We cut to the Cumberland aka the Russian Embassy
A wall clock shows it’s 4:33. Zhmed standing at a blackboard covered in numbers.
Zhmed: I’m certain Colonel Hannigan will be flying tomorrow, the second shift, thirteen hundred hours. The stress curve for him is at its low ebb. The biorhythms are regular.
Tolst: Run your computation again.
Zhmed: I’m certain.
Tolst: I have to have the exact rotation sequence of the crews.
(Sasha and his sexy vest enter the room, and he and Tolst move away from Zhmed to consult. ) Sasha: The incident on the street was reported to Moscow. I got word that they plan on cancelling the mission.
(Whooo is that a tea machine or something in front of them boiling away?!)
Tolst: Do they honestly think I went to these extremes just to have my mission cancelled?
Sasha: No sir.
Tolst: Then we will proceed as if we haven’t heard a word. Tomorrow night I’m going to be eating black beans and rice at the Embassador Hotel in Havana while our tech team strips out every code and command sequence from the Looking Glass computer. And that’s a fact.
Sasha: And him?
[rofl. If I didn’t know better, I’d say Zhmed is looking at a script haaaa]
Tolst: Tomorrow morning, I want him out of the Embassy. You can take care of him any way you like.
Muahahahaaaa!! The scene ends here.
The next day….
More of Janet’s descriptions: [Thanks Janet!]
A limo is approaching. Sasha and Zhmed are in back seat.
[LOL at Sasha with his finger nails.. He’s so bad!
but.. not as bad as the red vinyl jacket Zhmed is wearing. Hope he doesn’t get close to a naked flame!]
As the limo moves into intersection, another car drives in front of it and stops, blocking it. Beaman gets out of car.
(Janet notes: Fun fact: The plates here are replicas of the actual licence plates on diplomatic vehicles in DC. 1983 was the year they started using them and each country had a two letter identifier so you knew who they were. “TH” as seen here means this would actually have been a car from the Egyptian Embassy. The identifier for the USSR was “FC”. The letters on Canadian cars was “TG” which our American friends always said stood for “Too Good”) –Janet if referring to Canada I’d say TG stands for: thanks God!
Canada rocks!
Stopped at an intersection, the limo is suddenly blocked by a green sedan.
[Random. Noticed the ‘Corcoran’ sign on that shop in the distance.. another crew shout out!! Kevin Corcoran the regular assistant director on 11 smk episodes.. and yes on this episode too! I bet he filmed this shot with the green car lol]

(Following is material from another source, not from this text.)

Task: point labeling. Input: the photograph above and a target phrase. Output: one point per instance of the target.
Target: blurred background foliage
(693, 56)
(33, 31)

The driver gets out (Lee?)
Sasha yells out in Russian. lol.
He gets out of his car.
Sasha: Back up this car!
Oh it’s Beaman!
Beaman: What a remarkable stunt! I had the right of way, you cretin! I probably wrenched my neck in several places!
[I don’ t think you’d see ‘Cretin’ be used today!]
As Beaman complains loudly, we hear tyres squealing in the distance, and in the background a taxi pulls up next to the limo. Zhmed watches on depressed as usual.Sasha: Did you see the stop sign? There was a stop sign there!
Suddenly, Zhmed looks up at cab beside him to read sign on top “Maverick: Go for it Cowboy!”. Amanda is in the back seat.
Cue the soaring music!
(As Sasha continues his rant at Beaman, Zhmed looks over and sees Amanda in the back seat of the taxi.. He makes a move..)
Sasha: You ran it! We have an embassy car! We have immunity! [Immunity from stop signs? from other idiot drivers? me confused at your point Sasha!]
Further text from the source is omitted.